Date in History: 1917 – 1997
Howard Weiss was born on October 12, 1917 in Fort Atkinson. He went on to be one of Fort Atkinson’s all time football greats.
It all began in 1934 when Weiss – handling the running, kicking and sometimes even the passing duties – led the Fort Atkinson Cardinals to its first Southern Six-League championship outscoring its opponents 208-12 during the year. Weiss was an all-around athlete, lettering four years in football, three in basketball, and winning the state junior golf championship in 1934. In 1935 Weiss enrolled at the University of Wisconsin-Madison and joined the Wisconsin Badger football team as a running back. The Fort Atkinson native went on to earn Wisconsin’s Most Valuable Player award in 1937 and again in 1938 when he also took home the Big Ten Conference’s Most Valuable Player Award, the first time that a Badger had ever achieved this recognition. In the 1938 Heismann Trophy balloting Weiss came in sixth.
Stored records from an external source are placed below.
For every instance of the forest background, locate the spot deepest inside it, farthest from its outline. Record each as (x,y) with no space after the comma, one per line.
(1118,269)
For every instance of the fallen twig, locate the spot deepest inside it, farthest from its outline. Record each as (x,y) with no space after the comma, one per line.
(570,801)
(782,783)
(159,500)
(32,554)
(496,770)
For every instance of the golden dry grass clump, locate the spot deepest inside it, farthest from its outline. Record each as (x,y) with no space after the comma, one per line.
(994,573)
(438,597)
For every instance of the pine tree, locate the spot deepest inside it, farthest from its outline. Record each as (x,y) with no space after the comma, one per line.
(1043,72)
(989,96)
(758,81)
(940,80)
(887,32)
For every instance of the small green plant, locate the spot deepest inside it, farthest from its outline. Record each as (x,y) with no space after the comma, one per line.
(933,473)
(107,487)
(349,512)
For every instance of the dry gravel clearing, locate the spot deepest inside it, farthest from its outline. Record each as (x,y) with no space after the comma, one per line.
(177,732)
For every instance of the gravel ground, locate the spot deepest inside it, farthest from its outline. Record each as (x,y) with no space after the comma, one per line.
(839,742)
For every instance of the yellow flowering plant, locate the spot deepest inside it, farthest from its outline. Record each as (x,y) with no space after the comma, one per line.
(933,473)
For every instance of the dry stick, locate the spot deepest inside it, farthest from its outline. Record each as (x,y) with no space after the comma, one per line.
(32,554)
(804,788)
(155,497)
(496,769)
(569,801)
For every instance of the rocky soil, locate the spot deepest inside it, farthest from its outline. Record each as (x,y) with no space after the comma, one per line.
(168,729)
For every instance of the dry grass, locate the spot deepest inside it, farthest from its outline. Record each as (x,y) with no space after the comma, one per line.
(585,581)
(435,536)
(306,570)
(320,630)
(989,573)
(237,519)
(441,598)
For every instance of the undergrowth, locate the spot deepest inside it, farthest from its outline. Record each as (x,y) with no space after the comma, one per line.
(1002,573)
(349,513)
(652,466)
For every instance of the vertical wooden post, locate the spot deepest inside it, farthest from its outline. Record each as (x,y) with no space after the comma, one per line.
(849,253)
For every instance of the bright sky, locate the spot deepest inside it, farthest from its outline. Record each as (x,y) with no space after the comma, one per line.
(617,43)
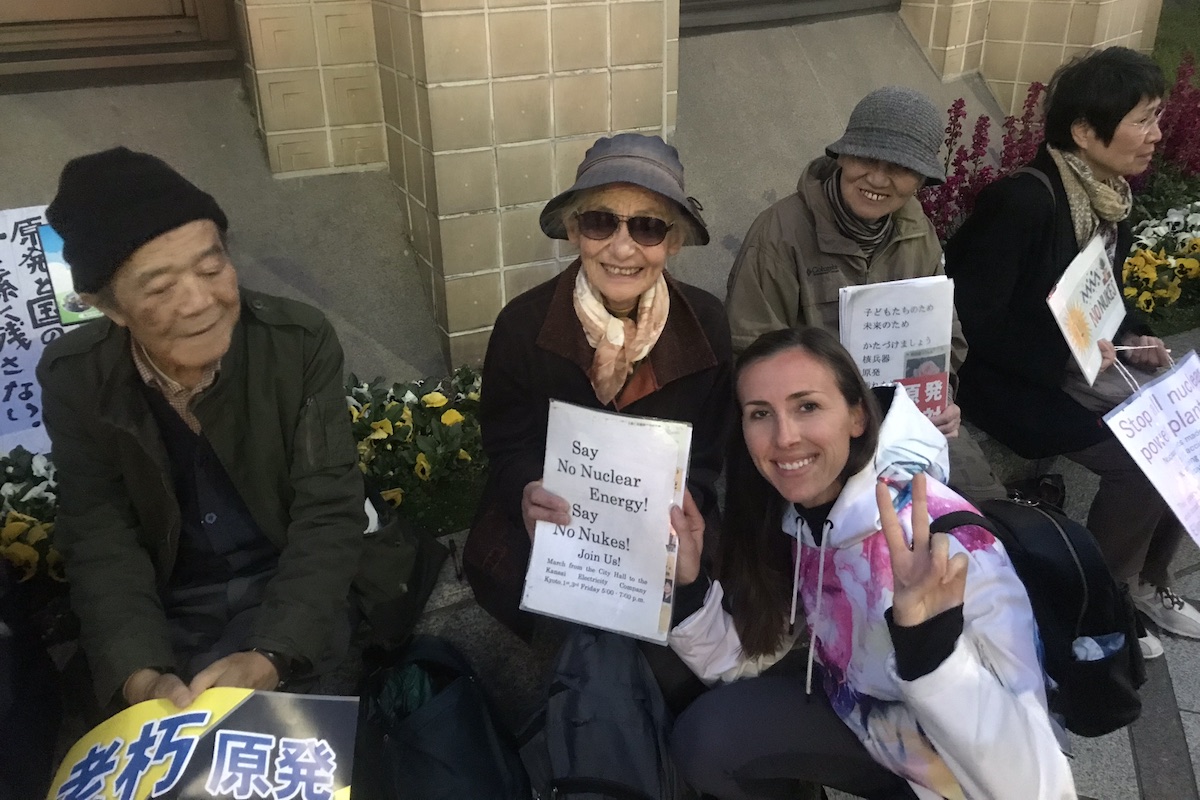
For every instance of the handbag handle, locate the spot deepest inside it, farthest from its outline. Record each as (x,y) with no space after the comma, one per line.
(567,786)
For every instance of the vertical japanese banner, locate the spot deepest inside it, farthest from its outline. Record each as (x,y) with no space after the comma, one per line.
(29,320)
(232,743)
(1161,428)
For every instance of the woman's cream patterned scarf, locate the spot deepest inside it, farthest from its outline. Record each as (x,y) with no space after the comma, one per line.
(619,343)
(1096,205)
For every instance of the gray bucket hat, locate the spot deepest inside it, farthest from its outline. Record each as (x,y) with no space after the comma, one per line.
(645,161)
(898,125)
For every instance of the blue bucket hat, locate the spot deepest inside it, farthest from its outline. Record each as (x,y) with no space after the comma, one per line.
(645,161)
(897,125)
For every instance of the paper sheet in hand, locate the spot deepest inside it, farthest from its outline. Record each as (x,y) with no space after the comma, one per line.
(899,332)
(1086,302)
(1161,428)
(613,565)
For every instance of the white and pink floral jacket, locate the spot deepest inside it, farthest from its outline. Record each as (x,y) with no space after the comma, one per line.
(976,728)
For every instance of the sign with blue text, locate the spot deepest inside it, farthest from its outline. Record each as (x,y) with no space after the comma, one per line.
(1159,425)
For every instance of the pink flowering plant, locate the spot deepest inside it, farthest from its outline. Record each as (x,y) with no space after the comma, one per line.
(1173,180)
(420,446)
(970,168)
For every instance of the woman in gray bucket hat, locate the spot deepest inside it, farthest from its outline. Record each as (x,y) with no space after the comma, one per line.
(855,220)
(613,331)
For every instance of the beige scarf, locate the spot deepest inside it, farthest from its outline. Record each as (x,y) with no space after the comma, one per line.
(619,343)
(1096,205)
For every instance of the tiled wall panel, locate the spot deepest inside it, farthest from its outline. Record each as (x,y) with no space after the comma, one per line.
(1017,42)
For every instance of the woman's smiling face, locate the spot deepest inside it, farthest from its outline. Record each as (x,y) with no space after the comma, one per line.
(874,188)
(618,268)
(798,425)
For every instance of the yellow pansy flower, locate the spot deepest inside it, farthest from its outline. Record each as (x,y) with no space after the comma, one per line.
(423,468)
(406,417)
(381,429)
(13,529)
(36,534)
(435,400)
(23,557)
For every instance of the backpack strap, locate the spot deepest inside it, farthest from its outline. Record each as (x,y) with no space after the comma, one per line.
(948,522)
(563,787)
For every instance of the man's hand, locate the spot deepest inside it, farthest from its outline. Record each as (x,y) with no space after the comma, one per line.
(948,420)
(1151,355)
(539,505)
(153,685)
(1108,354)
(245,669)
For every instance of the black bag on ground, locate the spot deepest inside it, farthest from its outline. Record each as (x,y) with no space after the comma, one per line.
(426,732)
(397,571)
(604,731)
(1073,595)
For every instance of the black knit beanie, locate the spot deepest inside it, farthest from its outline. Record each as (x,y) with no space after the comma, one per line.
(111,203)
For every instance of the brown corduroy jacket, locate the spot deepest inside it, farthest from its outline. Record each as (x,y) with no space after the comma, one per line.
(538,352)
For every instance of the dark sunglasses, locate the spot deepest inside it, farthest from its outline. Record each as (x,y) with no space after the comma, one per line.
(646,232)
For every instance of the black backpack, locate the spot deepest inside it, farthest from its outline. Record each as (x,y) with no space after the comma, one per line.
(426,732)
(605,726)
(1073,595)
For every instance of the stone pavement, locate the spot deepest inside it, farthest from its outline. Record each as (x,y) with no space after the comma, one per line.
(755,106)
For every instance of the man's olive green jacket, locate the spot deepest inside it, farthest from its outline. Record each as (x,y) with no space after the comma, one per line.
(276,417)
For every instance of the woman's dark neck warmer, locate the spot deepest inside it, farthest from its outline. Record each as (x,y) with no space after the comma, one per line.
(868,235)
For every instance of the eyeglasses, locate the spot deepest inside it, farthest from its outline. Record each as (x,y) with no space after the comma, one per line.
(1149,121)
(599,226)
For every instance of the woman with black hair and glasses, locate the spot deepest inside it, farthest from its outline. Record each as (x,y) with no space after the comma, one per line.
(613,331)
(1020,383)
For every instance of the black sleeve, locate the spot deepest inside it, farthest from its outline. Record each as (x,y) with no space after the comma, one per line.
(690,599)
(921,649)
(997,260)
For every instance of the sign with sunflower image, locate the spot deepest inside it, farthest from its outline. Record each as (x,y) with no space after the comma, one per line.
(1087,305)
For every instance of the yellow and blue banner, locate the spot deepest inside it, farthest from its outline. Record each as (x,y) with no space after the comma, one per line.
(232,743)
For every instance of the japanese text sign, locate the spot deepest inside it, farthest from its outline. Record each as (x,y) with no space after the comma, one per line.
(232,743)
(36,302)
(1161,428)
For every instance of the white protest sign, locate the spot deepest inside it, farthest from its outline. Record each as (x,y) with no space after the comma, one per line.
(1161,428)
(900,331)
(1086,302)
(613,565)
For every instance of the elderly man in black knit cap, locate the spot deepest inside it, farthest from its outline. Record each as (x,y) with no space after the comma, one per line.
(855,220)
(210,507)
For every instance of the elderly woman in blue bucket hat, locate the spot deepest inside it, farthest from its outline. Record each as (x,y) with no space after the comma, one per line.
(613,331)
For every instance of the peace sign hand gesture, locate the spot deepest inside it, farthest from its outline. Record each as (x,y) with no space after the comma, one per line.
(927,581)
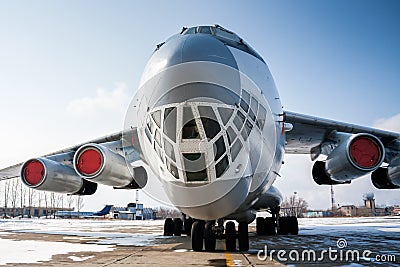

Fort Atkinson was proud of their native son and on February 12, 1938 one thousand of them showed up at the municipal building to celebrate Howie Weiss Day. Addressing the overflow crowd the 20-year-old Weiss declared “You’ve made me the happiest boy in the world tonight, and you’ve made my mother the happiest mother in the world.” The love affair between athlete and hometown continued the next year when Fort fans piled into trains heading to Chicago to watch Weiss play with the College All-Stars against the NFL champion Washington Redskins. But Weiss was more than a football player. Elected president of his UW class for the 1938-39 school year, Weiss graduated in June 1939 with a degree in economics. He played for the Detroit Lions for two years but never liked living in Detroit and decided to come back to Wisconsin.
After a stint in the Navy during World War II, Weiss settled in Milwaukee to begin a successful career in insurance. At the young age of 39 he was named president of the Roberts Company, one of Wisconsin’s oldest and largest insurance companies. Weiss and his wife Geraldine involved themselves with Milwaukee’s civic affairs, donating their time and money to the Milwaukee Boys Club, the United Way, and the Milwaukee Art Center.
In 1991 Weiss was one of 35 athletes, coaches and administrators to be inducted into the new University of Wisconsin Athletic Hall of Fame. He died in 1997, one month after his 80th birthday.